A question of home

Home is a hard concept for me, or maybe it’s just hard for me to reconcile it with the usual societal notions of home. Maybe that’s a part of growing up, learning that societal notions are rough guildelines and not strict rules, many of which are set up by people who do not have your best interests at heart.

I’ve been home in the US since mid-May. I got here in time to spend the little time my dad had left, and for that I’m enormously grateful. And I was able to be here for my mom, and for me.

And that’s what I’ve been doing for the past couple of months. Grieving, logistics, supporting my mom, and having a brief getaway weekend to see a ton of friends in New York City. And seeing family from Mexico! People I haven’t seen in years.

Home is absolutely awesome, and home is a very hard thing.

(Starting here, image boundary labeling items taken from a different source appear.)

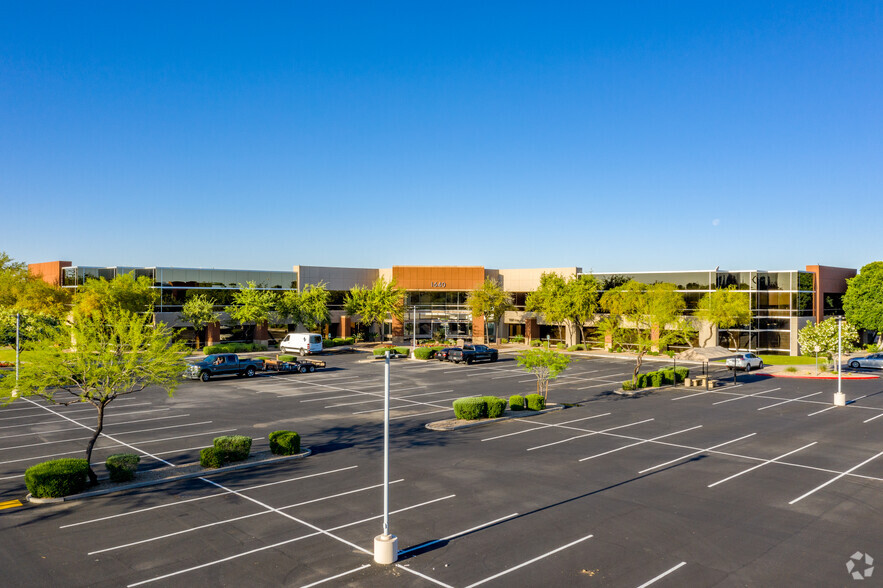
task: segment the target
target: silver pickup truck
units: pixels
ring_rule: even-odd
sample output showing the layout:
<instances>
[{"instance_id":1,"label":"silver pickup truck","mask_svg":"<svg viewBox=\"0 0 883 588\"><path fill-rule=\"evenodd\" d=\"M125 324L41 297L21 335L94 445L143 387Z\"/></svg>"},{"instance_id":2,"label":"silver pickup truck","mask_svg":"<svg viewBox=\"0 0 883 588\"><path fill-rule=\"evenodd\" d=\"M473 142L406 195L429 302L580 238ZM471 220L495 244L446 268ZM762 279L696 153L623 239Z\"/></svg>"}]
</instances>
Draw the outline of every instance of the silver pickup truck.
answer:
<instances>
[{"instance_id":1,"label":"silver pickup truck","mask_svg":"<svg viewBox=\"0 0 883 588\"><path fill-rule=\"evenodd\" d=\"M235 353L219 353L206 355L205 359L191 363L182 375L191 380L208 382L215 376L237 375L250 378L263 369L262 359L241 359Z\"/></svg>"}]
</instances>

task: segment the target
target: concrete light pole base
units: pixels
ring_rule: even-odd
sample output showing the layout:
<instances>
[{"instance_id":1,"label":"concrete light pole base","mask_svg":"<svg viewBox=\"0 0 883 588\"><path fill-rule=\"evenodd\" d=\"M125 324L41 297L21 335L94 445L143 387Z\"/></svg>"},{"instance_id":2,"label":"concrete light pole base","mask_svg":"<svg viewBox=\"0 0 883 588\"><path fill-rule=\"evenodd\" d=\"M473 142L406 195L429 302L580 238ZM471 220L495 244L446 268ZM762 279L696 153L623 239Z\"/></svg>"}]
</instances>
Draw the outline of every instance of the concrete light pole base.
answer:
<instances>
[{"instance_id":1,"label":"concrete light pole base","mask_svg":"<svg viewBox=\"0 0 883 588\"><path fill-rule=\"evenodd\" d=\"M399 558L399 538L395 535L378 535L374 538L374 561L389 565Z\"/></svg>"}]
</instances>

Because while I’m here, my friends and family back, er, home, I’m away from them.

Do we call the address on our driver’s license home? I have two. Do we call the place where we grew up home? I have, like, six. Is it where family lives (note that I include friends under the moniker of family)? I’ve got people on at least three continents.

My mom and I (and sometimes my dad) would go to Mexico every summer to be with her side of the family, at least for a few weeks. When I was young, it was just a trip, it was what we did. But the moment I got married and moved to live with the Mister on the other side of the world — it wasn’t so normal or usual anymore. I don’t know how my mom did this every year.

It makes you feel vaguely like a monster, wanting to leave and not wanting to leave, the faint guilt of missing someone and being willing to be away from another person you love to go be with them a while.

So what is home? That’s a question I’m tackling in my doctorate. What is home, how do we define it, how does it define us? How does it limit us and give us strength? For years I had a deep struggle with leaving New York — I used to feel like leaving that town was admitting defeat. I never imagined a neutral or even happy withdrawal.

Over the years, it began to sink in that I’m bigger than any one place. They can inform me, but none define me exclusively. As a working title of the creative portion of my doctorate I’ve been using a line from a Talking Heads song — “Naive Melody”. The opening like is “Home is where I want to be.”

Just like I recast the role and importance of place in how it informs who I am, I recast the grammar in the line. It can read “I want to be home right now” or it can read “home is defined as the place where I want to be at any given time.”

I prefer the latter. It’s easily the truth, and it gives me the freedom to not feel locked to just thinking of one place as home.